Six of the 8-volt batteries are located in the battery box in the front compartment:
Three of the batteries are in the middle battery box, where the gas tank used to be:
And the other nine batteries are in the engine bay. This picture also shows the copper strap interconnects between the batteries. Straps are much more resistant to failure from flexing than cables:
Here is the front compartment with the boxes all closed up. The black box in the middle is the charger. You can see the charging cable plugged into the bumper at the lower right. Although you can get a 110-volt AC charger, I decided to go with 240-volt - it cuts the charging time in half (down to about 5 hours for a complete recharge). Also visible are the silver vent hoses - while charging, fans run to pull hydrogen gas out of the car so a spark does not start an explosion.
Here is a closeup of the charger plug on the front bumper:
When plugged in, the red light in the upper left of the gauge cluster is lit. And, when the charger is active, the red light on the right side of the gauge cluster lights up:
When the charge is complete, the red light on the right turns off, and the green light on the right comes on. The red light on the left is still lit, since it's still plugged in. There are interlocks that prevent the car from operating when it is plugged in, but it's still handy to have a reminder on the dash:
When you unplug the car and turn the key on, it looks pretty much just like a normal car. The green light on the lower left indicates that the 12-volt system is active. Instead of a gas gauge, there are three electric gauges - an ammeter (lower left), a high-voltage meter (top), and a 12-volt voltmeter (lower). Monitoring these gauges helps to understand the performance of the vehicle:
And that's pretty much it. The restoration took a year - from July 2006 to July 2007. The conversion itself took four months. Driving is very similar to driving a gas-operated vehicle - you still use the clutch to shift gears - but there are also differences. The biggest difference is the noise - it sounds very much like a Jetsons car!

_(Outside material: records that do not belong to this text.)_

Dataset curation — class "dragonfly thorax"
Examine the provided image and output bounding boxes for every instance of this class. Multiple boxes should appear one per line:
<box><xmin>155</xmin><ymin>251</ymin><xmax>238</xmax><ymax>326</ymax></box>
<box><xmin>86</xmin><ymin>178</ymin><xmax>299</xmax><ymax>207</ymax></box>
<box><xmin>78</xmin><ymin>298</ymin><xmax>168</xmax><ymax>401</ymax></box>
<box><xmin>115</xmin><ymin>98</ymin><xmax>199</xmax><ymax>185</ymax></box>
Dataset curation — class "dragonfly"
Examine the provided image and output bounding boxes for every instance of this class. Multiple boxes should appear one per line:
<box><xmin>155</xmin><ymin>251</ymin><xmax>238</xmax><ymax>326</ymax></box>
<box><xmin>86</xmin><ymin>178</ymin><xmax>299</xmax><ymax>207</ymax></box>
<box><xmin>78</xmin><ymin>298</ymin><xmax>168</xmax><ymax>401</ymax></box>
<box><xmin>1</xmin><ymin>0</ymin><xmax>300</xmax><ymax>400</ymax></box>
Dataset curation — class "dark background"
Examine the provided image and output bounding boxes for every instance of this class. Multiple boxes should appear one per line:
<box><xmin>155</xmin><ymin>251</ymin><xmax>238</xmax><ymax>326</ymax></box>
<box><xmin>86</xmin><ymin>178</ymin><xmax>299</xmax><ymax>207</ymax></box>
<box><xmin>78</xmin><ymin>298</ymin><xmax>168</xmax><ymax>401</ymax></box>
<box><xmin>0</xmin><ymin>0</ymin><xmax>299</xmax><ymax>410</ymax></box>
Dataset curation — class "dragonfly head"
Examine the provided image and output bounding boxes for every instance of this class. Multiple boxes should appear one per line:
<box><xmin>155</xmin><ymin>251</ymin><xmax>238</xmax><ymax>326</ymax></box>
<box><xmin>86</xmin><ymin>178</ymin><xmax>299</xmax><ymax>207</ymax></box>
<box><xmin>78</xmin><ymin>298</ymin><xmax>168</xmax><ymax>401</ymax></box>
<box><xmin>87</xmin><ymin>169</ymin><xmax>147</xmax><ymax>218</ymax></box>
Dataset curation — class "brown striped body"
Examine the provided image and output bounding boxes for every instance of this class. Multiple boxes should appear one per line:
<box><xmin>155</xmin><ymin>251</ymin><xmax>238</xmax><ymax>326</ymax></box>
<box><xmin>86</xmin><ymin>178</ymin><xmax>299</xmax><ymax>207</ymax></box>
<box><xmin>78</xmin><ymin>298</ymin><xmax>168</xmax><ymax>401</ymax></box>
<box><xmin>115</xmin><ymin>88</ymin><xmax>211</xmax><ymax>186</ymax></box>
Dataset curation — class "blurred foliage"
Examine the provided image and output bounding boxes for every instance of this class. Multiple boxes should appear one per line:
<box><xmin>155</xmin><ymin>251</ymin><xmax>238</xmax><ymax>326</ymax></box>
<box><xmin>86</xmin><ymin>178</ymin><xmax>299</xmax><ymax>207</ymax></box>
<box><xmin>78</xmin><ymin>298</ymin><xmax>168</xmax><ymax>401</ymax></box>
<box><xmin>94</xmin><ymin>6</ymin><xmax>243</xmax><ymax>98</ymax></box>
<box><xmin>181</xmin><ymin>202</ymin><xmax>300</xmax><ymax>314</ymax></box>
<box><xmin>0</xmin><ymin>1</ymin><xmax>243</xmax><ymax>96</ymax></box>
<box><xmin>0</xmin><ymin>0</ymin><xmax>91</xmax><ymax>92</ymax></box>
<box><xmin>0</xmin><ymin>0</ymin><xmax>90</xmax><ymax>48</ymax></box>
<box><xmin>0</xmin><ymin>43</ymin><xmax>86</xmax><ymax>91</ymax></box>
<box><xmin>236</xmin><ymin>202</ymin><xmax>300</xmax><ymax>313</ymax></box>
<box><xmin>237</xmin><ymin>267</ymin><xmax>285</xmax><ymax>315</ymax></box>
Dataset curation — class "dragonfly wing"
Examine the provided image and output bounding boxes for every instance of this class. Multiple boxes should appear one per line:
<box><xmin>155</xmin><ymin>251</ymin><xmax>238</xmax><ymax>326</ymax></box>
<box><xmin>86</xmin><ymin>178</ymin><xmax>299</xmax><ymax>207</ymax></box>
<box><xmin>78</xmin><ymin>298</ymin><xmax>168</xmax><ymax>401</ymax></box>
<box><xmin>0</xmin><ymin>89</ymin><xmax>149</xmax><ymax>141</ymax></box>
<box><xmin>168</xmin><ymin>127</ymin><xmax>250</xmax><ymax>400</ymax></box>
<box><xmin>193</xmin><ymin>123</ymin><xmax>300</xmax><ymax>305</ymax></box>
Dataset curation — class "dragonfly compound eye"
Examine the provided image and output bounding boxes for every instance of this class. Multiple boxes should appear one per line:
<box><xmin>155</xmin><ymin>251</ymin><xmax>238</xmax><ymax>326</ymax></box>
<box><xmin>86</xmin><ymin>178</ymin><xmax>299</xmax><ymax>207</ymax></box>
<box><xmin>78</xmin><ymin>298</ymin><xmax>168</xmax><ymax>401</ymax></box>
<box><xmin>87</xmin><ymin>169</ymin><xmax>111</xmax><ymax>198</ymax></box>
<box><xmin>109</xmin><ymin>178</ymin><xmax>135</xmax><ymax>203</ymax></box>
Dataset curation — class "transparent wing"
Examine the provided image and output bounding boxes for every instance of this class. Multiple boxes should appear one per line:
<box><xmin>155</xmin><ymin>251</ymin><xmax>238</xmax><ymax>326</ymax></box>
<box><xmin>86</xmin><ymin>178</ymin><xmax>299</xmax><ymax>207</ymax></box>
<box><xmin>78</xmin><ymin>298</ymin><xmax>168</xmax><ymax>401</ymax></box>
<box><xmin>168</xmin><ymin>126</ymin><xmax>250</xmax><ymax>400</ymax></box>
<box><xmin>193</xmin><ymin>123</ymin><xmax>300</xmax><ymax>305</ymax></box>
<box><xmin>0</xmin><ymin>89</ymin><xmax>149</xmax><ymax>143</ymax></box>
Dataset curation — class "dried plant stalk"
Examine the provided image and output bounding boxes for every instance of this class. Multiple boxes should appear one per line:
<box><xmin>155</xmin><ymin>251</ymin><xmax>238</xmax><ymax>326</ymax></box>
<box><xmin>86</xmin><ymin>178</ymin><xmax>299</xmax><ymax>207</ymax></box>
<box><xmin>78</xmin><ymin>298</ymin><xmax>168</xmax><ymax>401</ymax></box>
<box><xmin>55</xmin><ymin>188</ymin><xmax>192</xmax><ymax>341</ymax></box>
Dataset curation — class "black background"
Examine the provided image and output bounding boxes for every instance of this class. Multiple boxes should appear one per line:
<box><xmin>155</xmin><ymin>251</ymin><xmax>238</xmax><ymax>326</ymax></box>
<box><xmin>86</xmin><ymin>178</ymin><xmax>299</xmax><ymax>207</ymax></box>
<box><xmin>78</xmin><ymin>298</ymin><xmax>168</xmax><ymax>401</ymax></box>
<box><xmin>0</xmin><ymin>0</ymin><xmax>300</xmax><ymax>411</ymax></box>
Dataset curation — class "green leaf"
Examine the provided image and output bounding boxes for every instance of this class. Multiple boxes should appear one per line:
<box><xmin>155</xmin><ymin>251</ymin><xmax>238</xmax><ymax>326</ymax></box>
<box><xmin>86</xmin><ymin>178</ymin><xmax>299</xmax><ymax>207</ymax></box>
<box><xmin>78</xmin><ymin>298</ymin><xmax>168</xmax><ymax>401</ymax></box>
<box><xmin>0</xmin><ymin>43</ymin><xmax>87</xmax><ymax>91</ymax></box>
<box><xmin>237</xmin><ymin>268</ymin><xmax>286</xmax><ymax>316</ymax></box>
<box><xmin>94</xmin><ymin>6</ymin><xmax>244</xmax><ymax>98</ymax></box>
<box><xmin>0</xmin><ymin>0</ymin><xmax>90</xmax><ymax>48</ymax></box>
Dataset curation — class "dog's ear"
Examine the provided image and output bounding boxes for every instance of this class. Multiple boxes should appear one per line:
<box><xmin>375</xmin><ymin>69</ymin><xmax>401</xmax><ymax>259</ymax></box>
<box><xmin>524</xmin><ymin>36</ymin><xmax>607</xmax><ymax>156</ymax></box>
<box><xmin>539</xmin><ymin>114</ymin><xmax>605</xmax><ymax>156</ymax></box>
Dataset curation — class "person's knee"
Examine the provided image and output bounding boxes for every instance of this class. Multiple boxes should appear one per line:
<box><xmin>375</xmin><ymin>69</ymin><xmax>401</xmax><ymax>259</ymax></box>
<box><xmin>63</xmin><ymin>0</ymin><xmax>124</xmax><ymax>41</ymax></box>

Another difference is that you do NOT push the clutch in while decelerating - because you need the wheels to turn the motor for regenerative braking. The 18 8-volt batteries (US Battery 8VGC) provide lots of energy, but they are very heavy (about 1200 pounds). The car weighs about 2900 pounds net now. In a couple of years, when it is time to replace the batteries, I hope there is some new technology available that can provide the 144 volts at substantially lower weight.
There are lots of people to thank - from TimK who was the first to assemble this kit, to the very supportive people at Azure Dynamics (the manufacturers of the motor and controller), to the staff at Pelican Parts and the community at 914world. And, most importantly - my family, who were very very supportive during this entire process.